Everyone seems to be in agreement that Microsoft (MSFT) needed to do it. Microsoft Office for iPad had to be a thing.
And now it will be.
Many of the 200 million or so people who use Apple’s (AAPL) tablets — especially those who use iPads for mobile work — would love to have the option to use Microsoft’s productivity suite. Meanwhile, with the PC market shrinking, MSFT shareholders were looking for solutions to prevent the Office cash cow from running dry.
Well, Microsoft CEO Satya Nadella used his first public presentation today to solve both issues, announcing that the Microsoft Office for iPad will be a very real thing.
Microsoft Office & the Apple iPad: Together at Last!
Microsoft’s reluctance under then-CEO Steve Ballmer to release the ubiquitous Microsoft Office for the iPad has been one of the great mysteries of the tablet age. After all, Microsoft had never balked at releasing Office for the Mac — despite the fact that Mac sales cut into Windows sales.
Sure, maybe it had something to do with giving Microsoft’s own Surface tablets a competitive edge. Apple’s insistence on taking a 30% cut of apps might have had something to do with it too.
And sure, Office Online — which lets iPad users collaborate on Office documents on MSFT’s OneDrive — has been offered. But that’s very different from an actual app with full Office functionality, online and offline.
Which is why it took just minutes in today’s presentation — “the intersection of cloud and mobile” — for Microsoft Office for iPad to take center stage.
Word, Excel and Powerpoint will be in the iTunes App Store later today. Microsoft says you can download them for free, and this will get you the ability to read Office files. However, iOS 7 is required.
To edit and create, iPad owners will need to buy (or already have) an Office 365 subscription.
That approach neatly prevents Apple from scooping up a chunk of MSFT money, although AAPL will undoubtedly benefit from finally having Microsoft Office for iPad — especially in the enterprise market.
And that delay in releasing Microsoft Office for Apple’s tablets? It was never really addressed, other than an attempt to make it sound as though MSFT has spent this time laboring over Microsoft Office for iPad, sweating the details to make sure it’s a perfect experience.
It was even described as the “high fidelity” Office experience.
I can tell you that I’ll be personally downloading the Microsoft Office apps in a few minutes to find out just how polished they are.
There’s an argument to be made that MSFT missed the boat — that a generation of iPad users forced to turn to Office-compatible solutions like Apple’s own iWork suite or Google (GOOG) Docs is now quite happy with the status quo, accustomed to free apps and unlikely to turn back to Microsoft Office.
Worse, you could argue that this movement has helped Chromebooks — which use free Google apps in place of Microsoft of Office — rapidly gain ground.
Argue all you want, but the swath of headlines around this announcement would indicate that Office love is far from dead.

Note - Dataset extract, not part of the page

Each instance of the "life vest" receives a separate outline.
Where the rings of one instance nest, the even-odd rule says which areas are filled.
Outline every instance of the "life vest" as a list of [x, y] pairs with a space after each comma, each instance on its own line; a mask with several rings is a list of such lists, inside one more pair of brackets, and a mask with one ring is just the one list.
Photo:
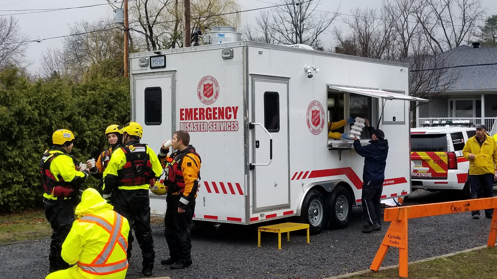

Plus, as pointed out in the New York Times, MSFT stock is trading at 14-year highs. Sure, a good part of that optimism is based on the selection of a new CEO, and sure, MSFT shares are actually down nearly 1% today.
But Microsoft’s run-up amid news anticipating today’s event would indicate that there is indeed hope that Microsoft Office for iPad would mark a return to the Office glory days.
So there’s plenty of life left in Microsoft’s old workhorse.
You can thank Apple for that.
As of this writing, Brad Moon did not hold a position in any of the aforementioned securities.